Действительно, геометрические фигуры рассматриваются всегда как самостоятельные объекты в том смысле, что в них обнаруживают путем рассуждений (или "по построению", или вследствие заложенных при построении отношений) некоторые неслучайные свойства.

Неслучайные - а точнее говоря, инвариантные свойства и являются предметом рассмотрения в традиционной геометрии.

Язык Евклидовой геометрии (т.е. именно той, что в "Началах", а не "евклидовой" как термин) имеет современную интерпретацию в форме, во-первых, множества точек и отношений между ними, а во-вторых, в форме координатно-аналитической. Изоморфизм этих символических интерпретаций (ограниченный точностью вычислений и изображения) дает возможность компьютерной реализации модели Евклидовой геометрии. Компьютерная реализация дает возможность ввести движение, которое оказывается неожиданно очень естественным для человека, работающего с ним. А именно, если мы плавно будем менять положение свободных точек чертежа, то вся фигура будет плавно (или разрывным образом...) меняться. Фактически мы каждую долю секунды при изменении положения свободных точек производим новое построение фигуры и стираем предыдущее. Понятно, что при достаточно сложной фигуре с этим справится может только современный компьютер.

Визуализация геометрических фигур и отношений, возникающая при этом, имеет точный геометрический смысл в терминах пространства конфигураций в соответствующих интерпретациях. Этот смысл в них часто может быть даже доказательным! Например, для широкого класса фигур свойство, верное при перемещении свободной точки по произвольной непрерывной траектории ограниченной длины, остается верным для любых движений свободной точки.

Иначе говоря, если мы пошевелим таким образом чертеж и замеченное свойство будет при этом движении сохраняться, упомянутое утверждение дает основание подозревать, что свойство можно и доказать.

Таким образом, математическая сила Живой Геометрии - в возможности непосредственного наблюдения инвариантов.

Впрочем, математическое утверждение, упомянутое в предыдущем пункте, может иметь и другую интерпретацию.
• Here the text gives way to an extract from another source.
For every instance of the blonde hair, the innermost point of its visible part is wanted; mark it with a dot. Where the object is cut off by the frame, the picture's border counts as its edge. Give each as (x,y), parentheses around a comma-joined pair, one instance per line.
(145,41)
Мы может путем параметризации траектории свободной точки свести ее движение к добавлению еще одной координаты в чертеж фигуры.

Рассмотрим простой пример. Если в равнобедренном треугольнике плавно увеличивать основание (при сохранении длины боковых сторон), то перед глазами у нас пройдут все равнобедренные треугольники (с точностью до подобия).

Но этот результат можно получить и по другому - если при каждом изменении основания на столько же приподнимать треугольник над плоскостью! Получившаяся трехмерная фигура (точнее, ее сечение) тоже изображает все равнобедренные треугольники (с точностью, опять же, до подобия).

Так, конус можно рассматривать как все окружности с нулевого до некоторого радиуса и т.д.

Что в методическом плане удобнее - время или увеличение размерности? Конечно, это вопрос риторический. Ясно, что и тот и другой подход имеет свои преимущества, в важных случаях лучше применять оба.

И все-таки введение времени в модель порождает и совсем новые проблемы, наряду с новыми возможностями.